Too dismissive
I’ve seen several letters over the last couple of years complaining that FT is being too sceptical. I fear that Dr Paul Lee’s article [FT437:38-41] goes further than that and introduces insufferable smugness to the table. His article insults a large number of people who take a serious interest in the ‘spectral nation’ and who give of their time and effort to investigate. Are they sometimes confused or misled? Yes. Do they deserve to be savaged by Dr Lee? No.
Take me, for instance. About 20 years ago I attended one of the ghost tours he vilified. Why did I go along? Because of Most Haunted and a general interest in the paranormal. The event was led by two mediums, but the group gave some very sensible guidance about how the investigations should progress and the session finished with everyone getting together to discuss results. Were there some people who claimed every creak, groan and crunch was the spectre of Jack the Ripper? Yes – but none of those claims were made by the organisers. Were there people attending who just wanted to be scared? Of course.

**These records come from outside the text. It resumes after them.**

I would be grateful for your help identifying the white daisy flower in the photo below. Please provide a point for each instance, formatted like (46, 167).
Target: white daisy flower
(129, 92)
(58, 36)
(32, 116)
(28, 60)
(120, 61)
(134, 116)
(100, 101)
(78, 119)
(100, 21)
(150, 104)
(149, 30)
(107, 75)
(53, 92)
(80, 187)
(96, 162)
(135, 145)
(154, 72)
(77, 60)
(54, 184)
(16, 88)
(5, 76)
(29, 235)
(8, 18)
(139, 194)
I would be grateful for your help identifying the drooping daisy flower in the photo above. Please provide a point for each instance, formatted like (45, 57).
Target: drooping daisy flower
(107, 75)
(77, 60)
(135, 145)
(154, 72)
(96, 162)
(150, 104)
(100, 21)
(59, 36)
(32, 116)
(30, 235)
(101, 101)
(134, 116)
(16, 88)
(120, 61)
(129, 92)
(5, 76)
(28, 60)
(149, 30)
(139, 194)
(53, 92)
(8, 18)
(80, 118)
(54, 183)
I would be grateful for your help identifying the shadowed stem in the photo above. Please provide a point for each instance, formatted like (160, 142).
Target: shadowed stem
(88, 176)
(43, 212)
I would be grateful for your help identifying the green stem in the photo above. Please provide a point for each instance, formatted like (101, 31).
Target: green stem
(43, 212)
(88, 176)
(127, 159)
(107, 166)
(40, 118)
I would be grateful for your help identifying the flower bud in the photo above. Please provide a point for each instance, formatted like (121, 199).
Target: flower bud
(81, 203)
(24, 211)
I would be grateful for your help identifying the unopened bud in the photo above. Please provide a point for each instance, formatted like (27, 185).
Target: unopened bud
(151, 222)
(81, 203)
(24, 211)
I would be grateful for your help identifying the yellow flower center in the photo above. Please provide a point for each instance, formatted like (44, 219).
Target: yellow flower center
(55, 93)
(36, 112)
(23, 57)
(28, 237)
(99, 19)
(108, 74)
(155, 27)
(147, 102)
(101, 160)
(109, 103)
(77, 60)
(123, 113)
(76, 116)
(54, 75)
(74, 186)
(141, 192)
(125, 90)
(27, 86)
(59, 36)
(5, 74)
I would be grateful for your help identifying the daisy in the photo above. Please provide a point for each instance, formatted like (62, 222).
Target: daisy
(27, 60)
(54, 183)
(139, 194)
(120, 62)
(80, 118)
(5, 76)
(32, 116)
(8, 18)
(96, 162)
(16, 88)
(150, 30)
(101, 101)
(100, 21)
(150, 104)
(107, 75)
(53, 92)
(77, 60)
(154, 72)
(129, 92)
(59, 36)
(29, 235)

But those people only tended to go once. Personally, I hadn’t experienced anything (nor had the friends I was with), but we all wanted to learn more – and so we went on more investigations. And after a while, we had some experiences that none of us could explain. Some were scary, some were funny, some were just weird. But at no point did we make assumptions. We tried to look for explanations and more things ended up with a mundane explanation than not. As we attended more investigations, we worked with the same people several times and those people had a methodical approach and were just curious about the paranormal.

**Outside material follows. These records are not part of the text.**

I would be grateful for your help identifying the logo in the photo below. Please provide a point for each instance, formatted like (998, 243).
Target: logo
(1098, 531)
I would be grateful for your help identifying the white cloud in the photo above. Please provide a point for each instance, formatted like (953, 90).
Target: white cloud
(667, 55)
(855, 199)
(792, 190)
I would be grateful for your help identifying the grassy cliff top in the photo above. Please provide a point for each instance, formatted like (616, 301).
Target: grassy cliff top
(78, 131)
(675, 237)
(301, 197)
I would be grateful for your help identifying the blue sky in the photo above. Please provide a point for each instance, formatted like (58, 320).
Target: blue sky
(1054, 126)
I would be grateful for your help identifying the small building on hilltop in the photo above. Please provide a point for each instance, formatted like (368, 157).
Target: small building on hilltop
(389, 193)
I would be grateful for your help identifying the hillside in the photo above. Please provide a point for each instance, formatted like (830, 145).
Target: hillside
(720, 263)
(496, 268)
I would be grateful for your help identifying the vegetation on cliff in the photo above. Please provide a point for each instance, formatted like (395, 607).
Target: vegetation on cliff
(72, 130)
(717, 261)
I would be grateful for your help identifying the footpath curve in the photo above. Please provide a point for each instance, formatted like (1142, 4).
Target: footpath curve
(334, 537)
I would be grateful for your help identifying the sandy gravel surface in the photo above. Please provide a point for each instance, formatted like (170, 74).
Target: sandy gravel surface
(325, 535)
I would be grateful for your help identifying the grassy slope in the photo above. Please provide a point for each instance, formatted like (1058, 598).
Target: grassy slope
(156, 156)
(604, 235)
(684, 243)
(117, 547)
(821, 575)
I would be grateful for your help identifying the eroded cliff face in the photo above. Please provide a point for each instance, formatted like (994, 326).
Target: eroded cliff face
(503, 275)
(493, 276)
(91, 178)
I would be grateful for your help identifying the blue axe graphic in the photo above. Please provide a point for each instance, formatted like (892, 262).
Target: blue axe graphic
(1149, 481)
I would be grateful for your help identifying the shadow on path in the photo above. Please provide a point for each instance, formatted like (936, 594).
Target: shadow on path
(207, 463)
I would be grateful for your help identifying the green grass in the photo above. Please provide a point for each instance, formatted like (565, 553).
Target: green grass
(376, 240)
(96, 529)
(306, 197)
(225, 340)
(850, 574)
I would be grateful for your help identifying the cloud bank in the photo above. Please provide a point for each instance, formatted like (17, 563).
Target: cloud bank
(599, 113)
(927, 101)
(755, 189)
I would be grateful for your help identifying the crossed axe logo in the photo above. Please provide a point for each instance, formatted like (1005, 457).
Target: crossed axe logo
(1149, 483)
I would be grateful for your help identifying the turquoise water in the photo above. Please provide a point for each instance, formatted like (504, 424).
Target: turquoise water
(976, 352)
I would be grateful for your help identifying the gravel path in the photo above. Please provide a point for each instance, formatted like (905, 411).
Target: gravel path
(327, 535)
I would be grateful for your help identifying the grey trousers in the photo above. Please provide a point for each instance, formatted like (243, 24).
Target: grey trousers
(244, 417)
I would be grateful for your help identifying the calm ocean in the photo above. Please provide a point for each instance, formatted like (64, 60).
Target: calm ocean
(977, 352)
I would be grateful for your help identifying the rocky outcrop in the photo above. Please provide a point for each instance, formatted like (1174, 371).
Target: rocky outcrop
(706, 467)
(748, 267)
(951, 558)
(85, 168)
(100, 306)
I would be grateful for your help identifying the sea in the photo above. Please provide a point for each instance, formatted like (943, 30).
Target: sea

After a time, I got invited to be part of another group that took a more scientific approach. We had a couple of members who were sensitive, but everyone approached the investigations with the view that what we wanted was proof. To that end, we would research the buildings and areas we were visiting, looking for histories of hauntings, events in the local area and newspaper reports. We did our best not to misinterpret anything that we found.
Dr Lee makes a wide variety of assumptions about amateur investigators – they are too dumb to understand their equipment; they will accept the ‘utterances’ of mediums or psychics over historical documentation; and, of course, they will believe Derek Acorah.

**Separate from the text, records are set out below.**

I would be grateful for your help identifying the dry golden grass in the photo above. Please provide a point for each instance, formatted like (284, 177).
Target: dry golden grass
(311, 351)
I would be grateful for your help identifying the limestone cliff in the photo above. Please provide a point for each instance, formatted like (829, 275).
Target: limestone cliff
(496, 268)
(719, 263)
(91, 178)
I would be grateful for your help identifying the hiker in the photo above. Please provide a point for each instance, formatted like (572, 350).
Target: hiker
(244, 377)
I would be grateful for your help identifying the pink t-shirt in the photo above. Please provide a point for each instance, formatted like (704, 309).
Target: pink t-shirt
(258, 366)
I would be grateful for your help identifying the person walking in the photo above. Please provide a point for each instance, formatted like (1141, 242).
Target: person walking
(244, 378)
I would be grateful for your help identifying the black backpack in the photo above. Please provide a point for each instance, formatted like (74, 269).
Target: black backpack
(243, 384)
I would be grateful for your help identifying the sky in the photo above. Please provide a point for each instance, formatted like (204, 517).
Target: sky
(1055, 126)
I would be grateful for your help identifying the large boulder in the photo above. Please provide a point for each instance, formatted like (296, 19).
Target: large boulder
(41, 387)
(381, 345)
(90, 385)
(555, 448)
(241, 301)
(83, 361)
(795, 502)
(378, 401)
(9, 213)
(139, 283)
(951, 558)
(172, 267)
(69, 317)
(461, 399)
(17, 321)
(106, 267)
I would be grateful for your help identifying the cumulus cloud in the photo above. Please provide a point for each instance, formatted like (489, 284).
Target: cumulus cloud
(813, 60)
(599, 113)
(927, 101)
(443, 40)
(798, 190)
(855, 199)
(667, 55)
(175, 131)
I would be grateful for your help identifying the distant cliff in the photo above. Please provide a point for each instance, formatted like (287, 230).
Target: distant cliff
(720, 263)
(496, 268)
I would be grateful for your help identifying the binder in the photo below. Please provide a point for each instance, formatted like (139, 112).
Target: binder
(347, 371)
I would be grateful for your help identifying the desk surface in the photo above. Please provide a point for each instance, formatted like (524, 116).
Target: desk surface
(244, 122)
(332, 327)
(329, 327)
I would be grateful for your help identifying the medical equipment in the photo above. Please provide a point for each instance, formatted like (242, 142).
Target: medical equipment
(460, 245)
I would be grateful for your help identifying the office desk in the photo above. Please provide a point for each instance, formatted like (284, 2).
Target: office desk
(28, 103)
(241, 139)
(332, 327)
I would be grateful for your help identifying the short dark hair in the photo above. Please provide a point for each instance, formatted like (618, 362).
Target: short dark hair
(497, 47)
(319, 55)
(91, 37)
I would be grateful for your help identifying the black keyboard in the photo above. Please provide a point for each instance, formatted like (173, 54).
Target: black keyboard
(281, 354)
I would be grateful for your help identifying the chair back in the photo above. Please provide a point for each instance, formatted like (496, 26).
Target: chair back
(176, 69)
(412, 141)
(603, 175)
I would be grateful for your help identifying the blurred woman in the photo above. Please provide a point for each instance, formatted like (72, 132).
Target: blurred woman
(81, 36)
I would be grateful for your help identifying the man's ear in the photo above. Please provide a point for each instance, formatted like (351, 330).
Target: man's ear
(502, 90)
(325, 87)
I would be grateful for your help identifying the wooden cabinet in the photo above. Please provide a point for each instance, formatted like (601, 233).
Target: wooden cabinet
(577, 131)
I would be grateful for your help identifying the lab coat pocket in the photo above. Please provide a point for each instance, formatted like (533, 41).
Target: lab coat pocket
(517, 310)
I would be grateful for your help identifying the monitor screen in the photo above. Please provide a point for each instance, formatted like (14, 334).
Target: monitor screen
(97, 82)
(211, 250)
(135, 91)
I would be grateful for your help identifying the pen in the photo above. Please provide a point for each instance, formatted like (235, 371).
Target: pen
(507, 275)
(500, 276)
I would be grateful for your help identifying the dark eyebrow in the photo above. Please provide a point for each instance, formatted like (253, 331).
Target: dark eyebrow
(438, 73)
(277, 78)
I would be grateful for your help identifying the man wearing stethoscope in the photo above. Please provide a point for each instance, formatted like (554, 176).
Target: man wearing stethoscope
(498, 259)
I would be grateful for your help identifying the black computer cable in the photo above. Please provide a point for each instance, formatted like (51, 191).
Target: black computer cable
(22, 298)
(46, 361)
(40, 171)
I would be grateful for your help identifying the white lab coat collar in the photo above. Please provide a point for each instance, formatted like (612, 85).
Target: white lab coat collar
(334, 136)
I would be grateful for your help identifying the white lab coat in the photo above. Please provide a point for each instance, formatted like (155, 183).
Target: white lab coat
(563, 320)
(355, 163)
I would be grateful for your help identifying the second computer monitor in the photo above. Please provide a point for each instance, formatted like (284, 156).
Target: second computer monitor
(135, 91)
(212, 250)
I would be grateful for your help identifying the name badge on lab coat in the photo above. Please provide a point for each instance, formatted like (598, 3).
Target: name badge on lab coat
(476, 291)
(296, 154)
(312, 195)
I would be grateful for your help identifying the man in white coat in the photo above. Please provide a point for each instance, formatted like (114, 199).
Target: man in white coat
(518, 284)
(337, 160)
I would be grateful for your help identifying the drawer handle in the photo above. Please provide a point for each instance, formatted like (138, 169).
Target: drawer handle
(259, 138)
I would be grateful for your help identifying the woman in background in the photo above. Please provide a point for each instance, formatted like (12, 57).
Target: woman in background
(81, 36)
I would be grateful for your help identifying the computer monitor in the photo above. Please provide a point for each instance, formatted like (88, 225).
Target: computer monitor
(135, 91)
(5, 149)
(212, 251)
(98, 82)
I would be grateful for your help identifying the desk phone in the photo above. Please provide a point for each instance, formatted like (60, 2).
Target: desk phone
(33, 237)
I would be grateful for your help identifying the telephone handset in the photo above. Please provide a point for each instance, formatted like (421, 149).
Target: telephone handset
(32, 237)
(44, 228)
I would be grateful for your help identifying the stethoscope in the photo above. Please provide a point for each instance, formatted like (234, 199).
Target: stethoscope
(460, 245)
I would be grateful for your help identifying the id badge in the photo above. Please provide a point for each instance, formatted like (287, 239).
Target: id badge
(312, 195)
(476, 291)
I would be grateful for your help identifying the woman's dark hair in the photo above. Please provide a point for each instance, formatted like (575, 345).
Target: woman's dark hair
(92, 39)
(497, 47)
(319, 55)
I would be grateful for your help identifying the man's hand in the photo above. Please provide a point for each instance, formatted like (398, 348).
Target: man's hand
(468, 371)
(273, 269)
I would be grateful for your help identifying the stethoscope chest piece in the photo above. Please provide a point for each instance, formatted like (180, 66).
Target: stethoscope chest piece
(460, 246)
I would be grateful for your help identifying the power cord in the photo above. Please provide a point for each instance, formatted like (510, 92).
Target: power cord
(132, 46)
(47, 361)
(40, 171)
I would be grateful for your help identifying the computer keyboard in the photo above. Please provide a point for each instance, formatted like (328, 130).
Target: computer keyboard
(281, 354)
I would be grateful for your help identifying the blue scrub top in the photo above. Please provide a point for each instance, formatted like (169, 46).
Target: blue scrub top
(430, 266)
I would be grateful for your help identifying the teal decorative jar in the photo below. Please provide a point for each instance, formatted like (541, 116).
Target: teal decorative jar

Businesses prefer to respond to people who are going to pay them rather than take the time to reply to Dr Lee? And charge people to use their premises? How shocking! Businesses, especially those concerned with hospitality, are going through a time of economic crisis and are doing whatever they can to make money.
The work that Dr Lee has done is both interesting and valuable, but it is undermined by his smug attitude. Let’s face it, we all hate what Most Haunted did, and anyone who takes investigations seriously keeps as far away from it as possible.